Nesta segunda, o presidente americano, Joe Biden, e o primeiro-ministro israelense, Binyamin Netanyahu, conversaram pela primeira vez em mais de um mês. Segundo a Casa Branca, diálogo abordou esforços para aumentar o envio de ajuda humanitária aos palestinos e a iminente invasão de Rafah, cidade no sul de Gaza que abriga mais de 1,5 milhão de palestinos deslocados pelo Exército de Tel Aviv. No domingo, Netanyahu declarou que a pressão internacional não o impediria de ir em frente com a ofensiva, que para ativistas e organizações humanitárias tem potencial catastrófico.

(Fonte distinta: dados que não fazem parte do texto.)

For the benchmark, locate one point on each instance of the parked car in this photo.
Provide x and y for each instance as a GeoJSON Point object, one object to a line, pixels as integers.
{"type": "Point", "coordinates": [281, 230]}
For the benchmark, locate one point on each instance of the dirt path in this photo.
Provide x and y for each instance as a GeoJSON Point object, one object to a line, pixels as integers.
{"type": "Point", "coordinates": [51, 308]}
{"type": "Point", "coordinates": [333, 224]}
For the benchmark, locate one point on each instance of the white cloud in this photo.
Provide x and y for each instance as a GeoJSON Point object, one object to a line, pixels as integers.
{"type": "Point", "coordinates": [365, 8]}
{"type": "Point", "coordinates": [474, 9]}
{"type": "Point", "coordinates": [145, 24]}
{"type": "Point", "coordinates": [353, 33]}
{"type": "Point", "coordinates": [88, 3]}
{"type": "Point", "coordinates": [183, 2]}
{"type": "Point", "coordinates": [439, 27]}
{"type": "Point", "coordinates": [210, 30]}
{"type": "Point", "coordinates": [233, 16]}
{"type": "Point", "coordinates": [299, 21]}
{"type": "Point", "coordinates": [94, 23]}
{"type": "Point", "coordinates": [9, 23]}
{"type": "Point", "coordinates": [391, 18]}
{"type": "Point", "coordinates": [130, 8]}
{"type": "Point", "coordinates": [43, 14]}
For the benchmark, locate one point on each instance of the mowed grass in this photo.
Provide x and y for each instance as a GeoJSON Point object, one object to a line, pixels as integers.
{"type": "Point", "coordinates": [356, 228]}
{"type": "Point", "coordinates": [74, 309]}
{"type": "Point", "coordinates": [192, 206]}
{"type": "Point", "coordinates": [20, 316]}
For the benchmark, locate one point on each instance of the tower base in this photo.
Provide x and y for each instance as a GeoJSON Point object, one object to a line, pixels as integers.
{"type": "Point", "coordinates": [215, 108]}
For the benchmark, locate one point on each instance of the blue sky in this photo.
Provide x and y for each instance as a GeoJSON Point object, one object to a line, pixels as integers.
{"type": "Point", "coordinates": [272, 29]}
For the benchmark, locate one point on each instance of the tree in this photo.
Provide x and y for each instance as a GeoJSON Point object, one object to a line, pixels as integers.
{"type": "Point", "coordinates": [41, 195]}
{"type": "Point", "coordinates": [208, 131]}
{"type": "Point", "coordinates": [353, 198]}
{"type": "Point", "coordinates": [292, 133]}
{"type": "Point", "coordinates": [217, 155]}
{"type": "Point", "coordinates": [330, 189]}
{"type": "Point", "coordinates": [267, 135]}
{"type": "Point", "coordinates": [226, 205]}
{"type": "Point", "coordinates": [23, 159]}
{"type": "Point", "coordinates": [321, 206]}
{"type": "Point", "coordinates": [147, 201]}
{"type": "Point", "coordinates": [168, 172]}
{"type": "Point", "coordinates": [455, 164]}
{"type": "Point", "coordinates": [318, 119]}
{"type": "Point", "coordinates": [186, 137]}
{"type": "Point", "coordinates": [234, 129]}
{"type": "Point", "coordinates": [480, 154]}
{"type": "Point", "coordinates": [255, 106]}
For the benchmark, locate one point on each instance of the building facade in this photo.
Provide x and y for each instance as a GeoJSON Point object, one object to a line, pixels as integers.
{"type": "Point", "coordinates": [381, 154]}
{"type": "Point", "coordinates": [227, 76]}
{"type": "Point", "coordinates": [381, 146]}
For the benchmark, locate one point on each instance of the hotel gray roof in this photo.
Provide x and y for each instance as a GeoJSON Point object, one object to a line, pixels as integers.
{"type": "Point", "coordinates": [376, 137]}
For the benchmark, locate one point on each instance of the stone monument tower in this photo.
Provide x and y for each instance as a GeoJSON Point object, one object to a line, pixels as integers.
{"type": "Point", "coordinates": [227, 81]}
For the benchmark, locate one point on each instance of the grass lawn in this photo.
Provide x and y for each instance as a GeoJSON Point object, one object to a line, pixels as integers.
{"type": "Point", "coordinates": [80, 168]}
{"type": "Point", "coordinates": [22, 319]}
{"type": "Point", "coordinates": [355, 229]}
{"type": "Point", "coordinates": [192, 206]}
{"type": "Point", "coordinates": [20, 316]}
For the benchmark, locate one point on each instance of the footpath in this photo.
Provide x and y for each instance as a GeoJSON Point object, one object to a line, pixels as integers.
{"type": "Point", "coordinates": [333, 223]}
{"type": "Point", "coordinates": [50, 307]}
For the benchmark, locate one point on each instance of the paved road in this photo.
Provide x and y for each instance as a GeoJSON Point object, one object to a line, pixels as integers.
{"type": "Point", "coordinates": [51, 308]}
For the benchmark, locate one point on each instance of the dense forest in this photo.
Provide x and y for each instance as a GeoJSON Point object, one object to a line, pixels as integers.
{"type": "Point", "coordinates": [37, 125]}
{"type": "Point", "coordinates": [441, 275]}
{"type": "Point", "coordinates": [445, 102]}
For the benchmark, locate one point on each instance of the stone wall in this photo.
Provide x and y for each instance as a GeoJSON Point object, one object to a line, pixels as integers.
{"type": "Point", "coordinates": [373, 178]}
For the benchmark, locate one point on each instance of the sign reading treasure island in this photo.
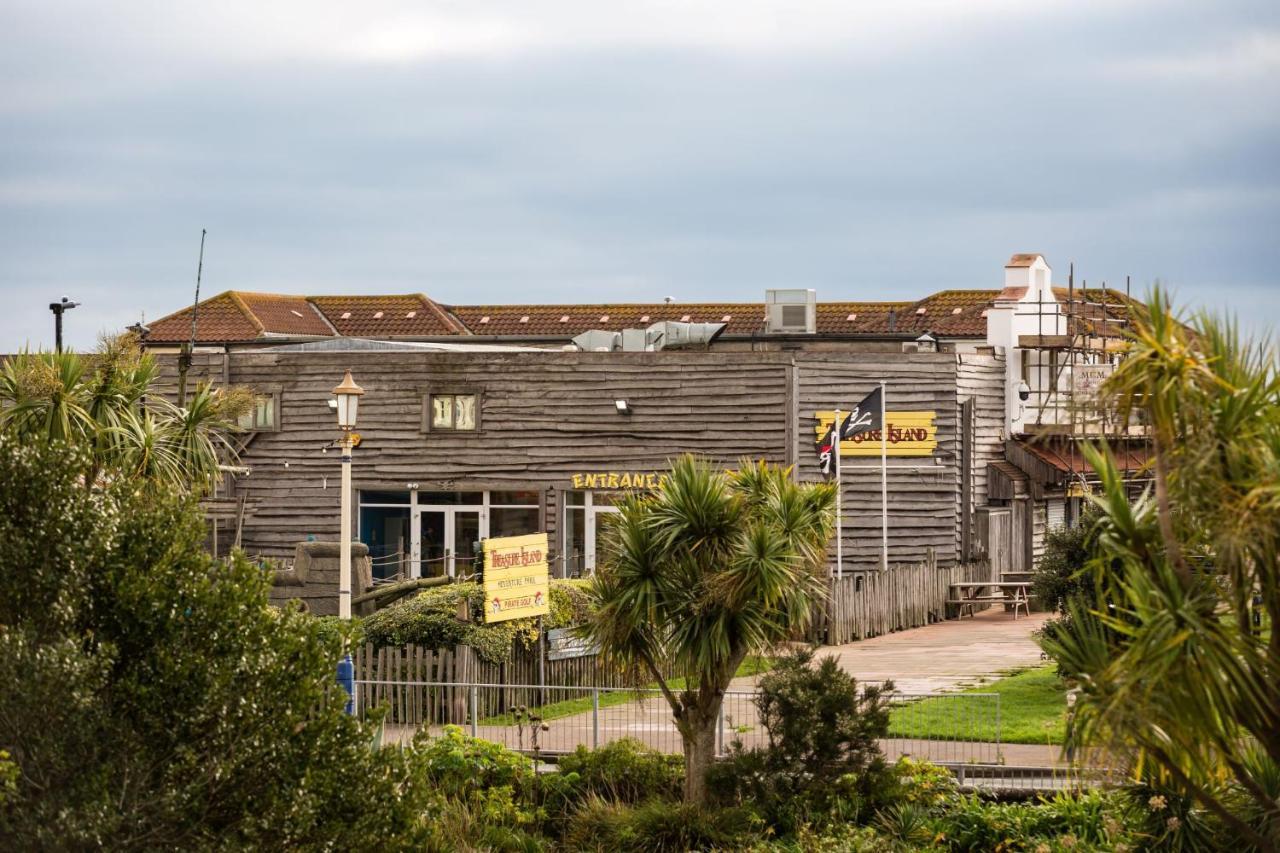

Israel nega estar causando sofrimento aos palestinos de forma deliberada. Ainda nesta segunda, tornou-se público que o país solicitou à Corte de Haia, como é conhecida a CIJ (Corte Internacional de Justiça), que não emita uma ordem de emergência para aumentar a chegada de ajuda humanitária a Gaza. O pedido havia sido encaminhado pela África do Sul, que move uma ação em que acusa o Estado judeu de genocídio no tribunal.
Enquanto isso, civis e organizações humanitárias aguardam novidades de um possível cessar-fogo. Nesta segunda, Israel deve enviar uma delegação de alto nível liderada pelo chefe de inteligência do país ao Qatar. O acordo poderia dar uma trégua de seis semanas nos combates, durante a qual o grupo terrorista libertaria 40 reféns, disse uma autoridade israelense à Reuters.